Tim stretches out on the floor by the bridge.

“Wake me up before Jason comes into the room,” he warns Damian. “Or before you leave. None of that technicality sh–crap.”

“Alright,” Damian says, his voice startlingly like Bruce’s when he’s humoring someone. “Hold still. I am going to build over your legs to demonstrate support systems. Isaac, watch me.”

“I love today,” Isaac says. “I drove Grandpa Bee’s car.”

“Please let me retreat before you tell Jason this,” Damian says to Tim, who is already half-dozing.

“It was–” Tim begins to say hurriedly, but he opens his eyes to see Isaac bouncing slightly on his knees as he adds a blue triangle block to the tower by Tim’s ankle. His little face is full of serious focus. “Okay. Yeah. Sure thing, Damian. It was the best, wasn’t it, Isaac?”

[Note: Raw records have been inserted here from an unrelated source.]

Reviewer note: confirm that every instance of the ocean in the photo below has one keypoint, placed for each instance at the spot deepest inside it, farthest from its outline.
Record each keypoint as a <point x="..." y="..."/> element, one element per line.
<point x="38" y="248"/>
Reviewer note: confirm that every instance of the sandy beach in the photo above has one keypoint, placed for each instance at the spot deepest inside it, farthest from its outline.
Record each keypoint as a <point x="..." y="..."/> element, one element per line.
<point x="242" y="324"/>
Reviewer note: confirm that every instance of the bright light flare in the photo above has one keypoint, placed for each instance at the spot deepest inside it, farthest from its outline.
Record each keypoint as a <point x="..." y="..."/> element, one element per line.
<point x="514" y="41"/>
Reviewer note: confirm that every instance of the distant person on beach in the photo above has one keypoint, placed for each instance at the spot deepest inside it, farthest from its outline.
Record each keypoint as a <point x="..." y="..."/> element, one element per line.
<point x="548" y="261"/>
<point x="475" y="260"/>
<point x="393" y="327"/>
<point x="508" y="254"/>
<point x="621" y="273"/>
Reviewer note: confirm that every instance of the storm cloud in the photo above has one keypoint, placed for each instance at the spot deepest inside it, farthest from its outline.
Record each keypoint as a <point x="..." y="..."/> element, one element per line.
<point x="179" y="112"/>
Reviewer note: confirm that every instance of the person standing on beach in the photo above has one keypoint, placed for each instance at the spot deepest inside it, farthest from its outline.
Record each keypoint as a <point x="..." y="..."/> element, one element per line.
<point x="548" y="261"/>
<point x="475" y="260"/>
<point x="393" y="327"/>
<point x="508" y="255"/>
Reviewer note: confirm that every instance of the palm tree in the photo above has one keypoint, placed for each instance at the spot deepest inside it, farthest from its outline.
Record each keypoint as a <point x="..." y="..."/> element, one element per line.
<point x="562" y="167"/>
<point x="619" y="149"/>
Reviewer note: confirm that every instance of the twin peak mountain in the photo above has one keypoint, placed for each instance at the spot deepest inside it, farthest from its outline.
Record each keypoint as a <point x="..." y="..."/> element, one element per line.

Isaac sets a block down and nods.

“We went so fast.”

Tim is far more asleep than he intended to be when Damian nudges his hip, hard, and his eyes fly open and the towers around his feet scatter when he starts.

The toddler doesn’t even react because he’s already scrambling toward the door and the announcing yell, “Where the frick is everyone? I’m here!”

“Daddy!” Isaac shrieks, tearing out the door.

Tim and Damian follow, Tim still rubbing sleep from his eyes. Isaac is already in Jason’s arms, clinging tightly.

“Have a good day, kid?” Jason asks.

“Yes,” Isaac says fiercely. “I love you.”

“Love you, too,” Jason says, bumping his forehead against Isaac’s. “Tell your slowpoke uncles to come eat before it gets cold.”

“Come eat!” Isaac orders over his little shoulder.

Tim isn’t especially good at following orders, but this one he has no trouble with at all.